In the 17 years since then, the best the Knights have managed defensively was to twice concede the fifth-fewest points, in 2002 and 2013. In both seasons they made more than one appearance in the finals.
Fast-forward to 2018 and the Knights find themselves in a familiar position.
For the third consecutive year, they are statistically the NRL’s worst defensive team.
When Brown assumed the reins in 2016, Newcastle were the incumbent wooden spooners and only Gold Coast had conceded more points the previous season.
In his first year, they won only won game and suffered some monumental hidings. The 800 points they conceded (average 33.3 per game) was the most by any team since Wests Magpies in 1999.
Last year they reduced that to 648 (average 27). This season they have improved slightly again (533 at 25.3).
Nonetheless, despite occupying a reasonably respectable 11th rung on the ladder, they still are apparently the easiest team in the NRL to score points against.
Much has been made of injuries to key personnel, in particular the fact that Mitchell Pearce, Kalyn Ponga and Connor Watson have played only a handful of games together. That perhaps explains why Newcastle, surprisingly, are scoring slightly fewer points on average than last year (17.8 per game down to 17.5).
But does the absence of brilliant playmakers really have much bearing on the team’s ability to keep their tryline intact?

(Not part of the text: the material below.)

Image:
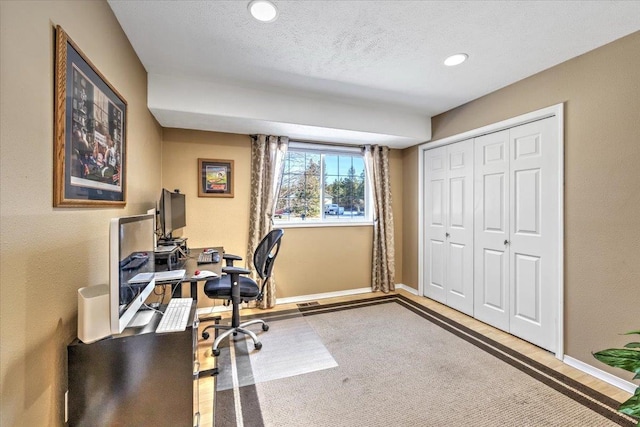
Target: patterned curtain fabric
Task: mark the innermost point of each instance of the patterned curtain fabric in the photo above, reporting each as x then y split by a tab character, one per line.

The bottom line is that injuries are an occupational hazard, and the teams with ingrained mental toughness and resilience are more likely to cope.
These things take time, you might argue.
Well, the Wests Tigers are an example of what can be achieved.
Last year the Tigers were the fourth-worst defensive team in the NRL, conceding 23.7 points per game.
This year they are the third-best team, and their average “against” of 17.5 is an improvement of more than a converted try each game.
For the Knights, their last three games of 2018 shape as an intriguing challenge.
They play Penrith and Cronulla away, then St George Illawarra at home … all of whom appear finals-bound.
There is a chance to finish the season on a high note and reaffirm that everything is heading in an upward trajectory.
They still have plenty to play for, and a little bit of that 1988-style mentality might go a long way.